Алексей представил Балмасову Жизлина.
— Художник. Знакомы по фронту.
Когда сели к костру, Балмасов сказал:
— Что ж вы собираетесь тут запечатлеть? Какие-нибудь дали? Я, конечно, понимаю, замысел еще не созрел; вы еще не знаете, что в той дали будет — высоковольтная мачта или семафор. Я даже вам подскажу: метните-ка в той дали реактивный след цвета молока с этаким намеком на возрастающую кривую надоя в данной местности.
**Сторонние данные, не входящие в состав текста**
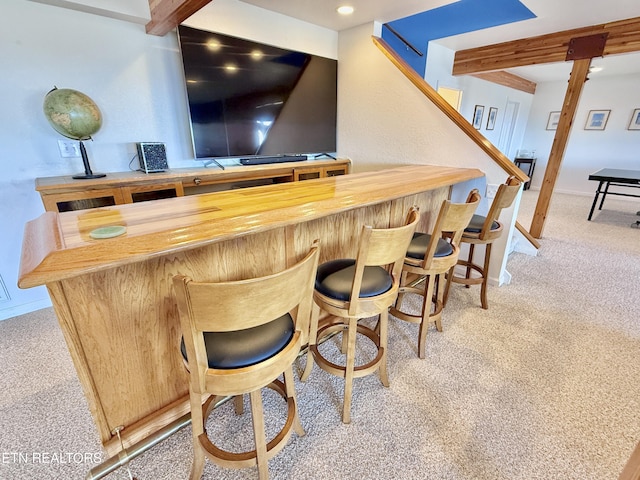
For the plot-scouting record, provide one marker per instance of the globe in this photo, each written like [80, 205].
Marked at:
[74, 115]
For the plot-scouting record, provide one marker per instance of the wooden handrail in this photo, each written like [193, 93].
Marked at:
[496, 155]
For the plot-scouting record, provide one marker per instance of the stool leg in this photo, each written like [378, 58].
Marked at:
[291, 393]
[259, 434]
[449, 279]
[426, 310]
[400, 297]
[239, 406]
[197, 427]
[349, 368]
[382, 330]
[470, 260]
[439, 299]
[485, 274]
[313, 339]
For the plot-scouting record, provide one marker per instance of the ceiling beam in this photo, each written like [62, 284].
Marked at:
[507, 79]
[168, 14]
[623, 37]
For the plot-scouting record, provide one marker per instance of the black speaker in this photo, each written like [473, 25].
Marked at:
[152, 157]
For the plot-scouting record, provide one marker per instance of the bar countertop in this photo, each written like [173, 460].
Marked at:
[57, 246]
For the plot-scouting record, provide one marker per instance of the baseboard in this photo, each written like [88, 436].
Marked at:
[18, 310]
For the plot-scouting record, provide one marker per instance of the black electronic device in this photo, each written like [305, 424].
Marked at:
[250, 99]
[274, 159]
[152, 157]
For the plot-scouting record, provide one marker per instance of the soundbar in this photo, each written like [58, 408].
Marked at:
[274, 159]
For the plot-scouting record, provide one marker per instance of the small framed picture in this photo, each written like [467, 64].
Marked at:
[491, 118]
[597, 119]
[478, 113]
[552, 123]
[634, 123]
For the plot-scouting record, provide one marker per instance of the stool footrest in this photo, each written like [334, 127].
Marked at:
[339, 370]
[249, 458]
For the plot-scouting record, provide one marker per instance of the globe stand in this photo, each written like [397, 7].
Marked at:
[87, 168]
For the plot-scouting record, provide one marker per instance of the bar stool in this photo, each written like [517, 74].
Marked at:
[483, 230]
[428, 258]
[352, 289]
[239, 337]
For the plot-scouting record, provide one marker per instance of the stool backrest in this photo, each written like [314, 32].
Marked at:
[504, 198]
[383, 247]
[452, 219]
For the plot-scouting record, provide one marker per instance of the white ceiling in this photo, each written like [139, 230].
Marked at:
[552, 16]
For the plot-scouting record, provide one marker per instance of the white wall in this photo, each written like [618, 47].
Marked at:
[135, 78]
[383, 121]
[587, 150]
[479, 92]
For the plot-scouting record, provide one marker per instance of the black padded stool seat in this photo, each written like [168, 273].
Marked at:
[418, 246]
[227, 350]
[477, 222]
[335, 279]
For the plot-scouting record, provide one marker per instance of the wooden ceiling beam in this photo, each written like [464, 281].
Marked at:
[623, 37]
[510, 80]
[168, 14]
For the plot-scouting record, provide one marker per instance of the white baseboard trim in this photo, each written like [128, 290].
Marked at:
[18, 310]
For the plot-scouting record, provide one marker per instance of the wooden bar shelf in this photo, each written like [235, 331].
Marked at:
[113, 297]
[63, 193]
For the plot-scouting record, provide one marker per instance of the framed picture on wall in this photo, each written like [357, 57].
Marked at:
[634, 123]
[478, 113]
[597, 119]
[491, 118]
[554, 118]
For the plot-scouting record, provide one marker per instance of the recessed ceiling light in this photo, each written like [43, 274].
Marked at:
[345, 10]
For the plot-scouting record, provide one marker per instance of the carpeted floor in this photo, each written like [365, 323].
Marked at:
[542, 385]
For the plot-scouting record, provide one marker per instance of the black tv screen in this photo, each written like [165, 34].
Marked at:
[250, 99]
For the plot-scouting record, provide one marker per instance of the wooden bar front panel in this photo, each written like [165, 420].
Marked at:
[113, 297]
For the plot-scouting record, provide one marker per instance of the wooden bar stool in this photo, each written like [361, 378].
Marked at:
[428, 258]
[352, 289]
[239, 337]
[483, 230]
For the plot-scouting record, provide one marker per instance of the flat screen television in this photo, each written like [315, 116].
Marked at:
[248, 99]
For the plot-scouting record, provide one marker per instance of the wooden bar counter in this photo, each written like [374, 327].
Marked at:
[113, 296]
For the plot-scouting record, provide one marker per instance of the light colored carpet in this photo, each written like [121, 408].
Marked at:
[542, 385]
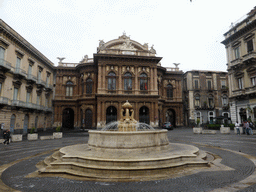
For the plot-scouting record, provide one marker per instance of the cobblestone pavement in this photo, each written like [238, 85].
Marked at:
[237, 152]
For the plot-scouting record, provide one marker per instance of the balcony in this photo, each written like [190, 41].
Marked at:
[32, 78]
[4, 101]
[17, 103]
[41, 83]
[249, 57]
[20, 72]
[5, 66]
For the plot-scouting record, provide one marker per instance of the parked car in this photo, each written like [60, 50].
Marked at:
[168, 125]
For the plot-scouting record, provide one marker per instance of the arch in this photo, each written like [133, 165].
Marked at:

Жизлин неожиданно быстро ответил:
— Люблю свою работу. Не нравится вам? Но к чему насмешки над святыми людскими стараниями?
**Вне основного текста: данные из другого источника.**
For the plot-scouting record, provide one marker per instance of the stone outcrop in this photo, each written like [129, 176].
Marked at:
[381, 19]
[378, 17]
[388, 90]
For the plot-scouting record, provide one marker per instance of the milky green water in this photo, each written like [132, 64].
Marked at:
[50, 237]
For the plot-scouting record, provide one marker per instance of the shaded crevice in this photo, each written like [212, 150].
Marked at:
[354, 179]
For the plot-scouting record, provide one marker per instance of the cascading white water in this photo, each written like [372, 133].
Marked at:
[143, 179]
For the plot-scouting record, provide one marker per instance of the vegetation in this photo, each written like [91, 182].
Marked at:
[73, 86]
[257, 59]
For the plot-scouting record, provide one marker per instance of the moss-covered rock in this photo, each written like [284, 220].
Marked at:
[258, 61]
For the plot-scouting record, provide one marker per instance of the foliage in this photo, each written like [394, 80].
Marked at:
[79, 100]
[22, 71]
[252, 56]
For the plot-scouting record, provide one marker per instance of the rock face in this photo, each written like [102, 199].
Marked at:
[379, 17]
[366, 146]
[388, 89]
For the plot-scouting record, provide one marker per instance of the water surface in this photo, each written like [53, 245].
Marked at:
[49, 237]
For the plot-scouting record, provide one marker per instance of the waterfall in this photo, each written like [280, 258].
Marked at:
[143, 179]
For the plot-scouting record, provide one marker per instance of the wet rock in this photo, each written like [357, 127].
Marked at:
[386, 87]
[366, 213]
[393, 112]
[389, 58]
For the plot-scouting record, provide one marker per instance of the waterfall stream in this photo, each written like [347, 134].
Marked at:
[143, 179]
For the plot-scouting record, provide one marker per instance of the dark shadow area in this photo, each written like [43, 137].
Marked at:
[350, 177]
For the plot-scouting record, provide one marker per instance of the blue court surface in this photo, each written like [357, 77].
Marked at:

Балмасов даже растерялся, сунул пустую вилку в рот.
«Спокойненько, — сказал себе Балмасов. — Ты еще вытащишь его на песок, и он еще похрипит жабрами. Здесь не художественный салон, черт возьми, а воля».
Балмасов отложил вилку, очень спокойно вытер губы ольховым листиком.
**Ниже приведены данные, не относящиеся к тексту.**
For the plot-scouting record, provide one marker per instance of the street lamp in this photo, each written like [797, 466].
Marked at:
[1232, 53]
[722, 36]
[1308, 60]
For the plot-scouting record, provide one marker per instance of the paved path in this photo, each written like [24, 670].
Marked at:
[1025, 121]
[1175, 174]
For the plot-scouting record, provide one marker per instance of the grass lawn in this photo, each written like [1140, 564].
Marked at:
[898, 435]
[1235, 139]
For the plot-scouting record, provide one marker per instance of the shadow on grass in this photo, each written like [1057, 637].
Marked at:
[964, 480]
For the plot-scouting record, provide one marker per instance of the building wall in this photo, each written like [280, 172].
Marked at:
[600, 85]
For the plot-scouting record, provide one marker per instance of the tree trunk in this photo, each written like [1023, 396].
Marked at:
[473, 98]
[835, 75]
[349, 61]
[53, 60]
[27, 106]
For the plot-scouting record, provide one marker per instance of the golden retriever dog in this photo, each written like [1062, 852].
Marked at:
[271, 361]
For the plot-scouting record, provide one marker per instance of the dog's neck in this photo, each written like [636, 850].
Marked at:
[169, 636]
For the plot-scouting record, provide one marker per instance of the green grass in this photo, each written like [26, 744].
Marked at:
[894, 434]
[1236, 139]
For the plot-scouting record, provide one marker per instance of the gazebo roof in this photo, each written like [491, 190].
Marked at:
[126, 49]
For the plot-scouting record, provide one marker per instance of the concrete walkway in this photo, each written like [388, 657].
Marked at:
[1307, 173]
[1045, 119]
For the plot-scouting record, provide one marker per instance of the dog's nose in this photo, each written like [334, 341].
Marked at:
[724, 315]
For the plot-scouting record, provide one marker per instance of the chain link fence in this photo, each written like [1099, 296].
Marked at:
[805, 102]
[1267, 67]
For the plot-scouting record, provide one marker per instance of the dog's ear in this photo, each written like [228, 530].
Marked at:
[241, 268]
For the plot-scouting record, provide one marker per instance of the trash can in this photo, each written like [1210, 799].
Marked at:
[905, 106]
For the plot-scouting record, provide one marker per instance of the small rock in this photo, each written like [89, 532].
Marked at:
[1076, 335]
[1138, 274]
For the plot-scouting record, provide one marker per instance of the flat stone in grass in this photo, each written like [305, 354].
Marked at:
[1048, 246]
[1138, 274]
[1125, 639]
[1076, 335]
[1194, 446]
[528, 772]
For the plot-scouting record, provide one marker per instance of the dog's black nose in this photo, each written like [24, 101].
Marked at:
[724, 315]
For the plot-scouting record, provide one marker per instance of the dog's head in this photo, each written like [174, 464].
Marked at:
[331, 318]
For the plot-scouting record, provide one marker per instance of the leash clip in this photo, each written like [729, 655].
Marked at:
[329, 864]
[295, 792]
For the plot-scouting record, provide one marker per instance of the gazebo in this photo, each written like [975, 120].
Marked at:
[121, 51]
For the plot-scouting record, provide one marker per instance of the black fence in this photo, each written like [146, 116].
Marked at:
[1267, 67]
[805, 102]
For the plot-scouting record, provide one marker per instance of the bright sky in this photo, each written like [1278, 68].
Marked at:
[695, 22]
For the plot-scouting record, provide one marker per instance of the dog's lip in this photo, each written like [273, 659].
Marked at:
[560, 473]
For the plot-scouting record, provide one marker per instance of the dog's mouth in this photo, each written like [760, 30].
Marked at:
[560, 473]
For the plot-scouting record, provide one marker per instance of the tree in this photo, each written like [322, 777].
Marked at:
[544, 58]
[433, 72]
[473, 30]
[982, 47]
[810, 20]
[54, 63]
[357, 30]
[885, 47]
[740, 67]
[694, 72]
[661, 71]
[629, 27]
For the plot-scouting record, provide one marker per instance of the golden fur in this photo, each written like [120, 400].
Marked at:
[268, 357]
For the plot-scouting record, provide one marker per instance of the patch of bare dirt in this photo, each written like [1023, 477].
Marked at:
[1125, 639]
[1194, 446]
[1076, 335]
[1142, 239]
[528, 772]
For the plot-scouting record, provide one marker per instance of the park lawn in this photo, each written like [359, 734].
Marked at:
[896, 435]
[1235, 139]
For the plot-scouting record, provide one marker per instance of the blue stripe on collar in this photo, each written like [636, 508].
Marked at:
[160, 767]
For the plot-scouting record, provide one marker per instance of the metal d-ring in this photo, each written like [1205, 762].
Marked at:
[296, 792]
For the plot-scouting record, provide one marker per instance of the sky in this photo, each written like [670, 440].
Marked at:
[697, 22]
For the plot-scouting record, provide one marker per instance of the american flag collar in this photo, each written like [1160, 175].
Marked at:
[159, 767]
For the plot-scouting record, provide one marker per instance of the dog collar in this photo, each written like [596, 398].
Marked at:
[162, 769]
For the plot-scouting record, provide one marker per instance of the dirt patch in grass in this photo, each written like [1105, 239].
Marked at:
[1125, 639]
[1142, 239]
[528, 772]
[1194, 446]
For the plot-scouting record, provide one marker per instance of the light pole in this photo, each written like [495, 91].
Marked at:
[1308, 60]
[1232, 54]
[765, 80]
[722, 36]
— Полина Сергевна, грибы ваши так хвалят себя, что запах их сейчас вдыхает вся планета, но я вынужден дать некоторый размах своей речи, — сказал Балмасов.
«Не остановить ли этот разговор?» — подумал Алексей.
Поля сжала его руку: пусть, в конце концов — это мужчины.
— В святых стараниях, о которых вы упомянули, есть и моя доля, — оказал Балмасов. — А какая доля от вашего малевания, от ваших далей? Я их каждый день вижу в натуральном виде — и зимой и летом, лучше бы они поближе были, особенно когда не в салоне сидишь, а едешь домой по весенней или осенней грязище. Но раз вы за этим малеванием до седых волос простояли, то уж вы мне что-нибудь такое дайте, чего я не знаю, не видел, какую-нибудь тайну, к замочной скважине меня подведите. Что там, по ту сторону закрытой двери? А то всё ясные дали или пыль на скоростной стройке, где даже женскую красоту в ватник облачаете, в рукавицы с сапогами. А вот по ту сторону закрытой двери плечо ее, простите, белее лепестка ромашки. Я знаю, вы меня сейчас какой-нибудь богиней контратакуете. Но и знаменитое плечо прекрасной богини в мраморе я променяю на тепло живого плеча с косточкой. Это реальность, а не красивая ложь, неощутимый мираж… Вы покажете в своей картине и этот костер, и копны, и красивую женщину с нами. Но что у нас на душе? Узнать невозможно. Тут и стоп, тут и развилка: от нее по одной дороге идут все скопом, а по другой — раз в сто лет — проходит бесстрашный гений. Какая была бы его картина про нас? Тут наша мысль и кончается. Но вы художник — вы что-то иное видите, заметили даже мерзавчинку в моих словах про кривую, и наши мыслишки достигают светочувствительной вашей души, и у вас своего рода мысли витают. Откройте нам свою замочную скважину. Нет, не откроете! Наврете по своей порядочности, а не откроете!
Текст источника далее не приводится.